宇宙は物語に流れている普遍的なテーマと空気感なので本当は6つ使用しようと思っていたのですが…長尺過ぎてチェーンに入らなかったため断念しました。

ですが、この黒曜石は背景に流れているベーストーンとして鍵になるもので、ラピスのブルーもルビーのレッドも、アンバーのイエローもみんな黒曜石という暗闇が際立たせています。

光は生みだされるものですが暗闇というのはきっと始原の始まりから無として、ただいいもわるいもなく存在しているもので、それはある意味すべてのものの父親、母親のように暖かい。星を抱いている宇宙の闇のようなイメージで編みました。




【 全体として 】


「ああそうです。ただいちばんのさいわいに至るために、いろいろのかなしみもみんなおぼしめしです」

ーーー銀河鉄道の夜、青年


流れるままにひとつひとつについて綴ってしまいましたが、何となくこのブレスをクリエイションする時に頭にあったのは、「銀河鉄道に乗車している時に身につけていそうなブレス」、またはそんな気分、雰囲気を感じられるものならよい、ということでした。

結果としてこれでいいと思えるものが完成したのですが、人さまから見てどのように映るかはわかりません。これはあくまで店主がイメージする「銀河鉄道の夜」なので、その像ーーーイメージはたくさんあると思いますし、けれど各々の銀河鉄道の中に入りこめたら、その中にいる、その世界を想い出せるようなものになれたらよいです。

全体としては品質の高いものを使用したこともありとても「ロイヤル」なもののように思います。このブレスに関してはどこかラグジュアリーでキリっとしたものにしたかったのです。その中でとても柔らかに優し気に光っているのはやはりイエローオパールですが、この石はひとつでこのブレスのバランスを図ってくれています。アンバーも同じくです。

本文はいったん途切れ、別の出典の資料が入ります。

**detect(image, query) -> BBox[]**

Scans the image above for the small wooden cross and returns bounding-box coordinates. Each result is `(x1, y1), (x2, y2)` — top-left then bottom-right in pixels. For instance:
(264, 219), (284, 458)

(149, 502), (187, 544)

石に「ある響き」があると考えた時、このブレスレットにひとつとして働いているキーは「この物語の主役はあなた」ということだと思います。

言い換えれば人生の主眼は自分自身だということですが、これはテーマが童話だからということでなく、石たちの並びとしても。

とはいえ、作った人間と致しましてはこのブレスを身に付けることで、シンプルに何か素敵な気分を味わってもらえたらそれで本望です。

消費されるものでなく、「今日はこの気分だな」、という時にお気軽に、また末永くお付き合い頂けましたら嬉しいです。




※付記。
宮沢賢治は没後50年を過ぎているので作品などの著作権はフリーになっています。たとえばその名を冠したものや世界観から発想を得たものを販売するのも原則的に問題ないようです。が、こういったことに大切なのはもちろん賢治本人への畏敬やリスペクトをこめることであり、尊敬の念とともに今回作品をご紹介いたします。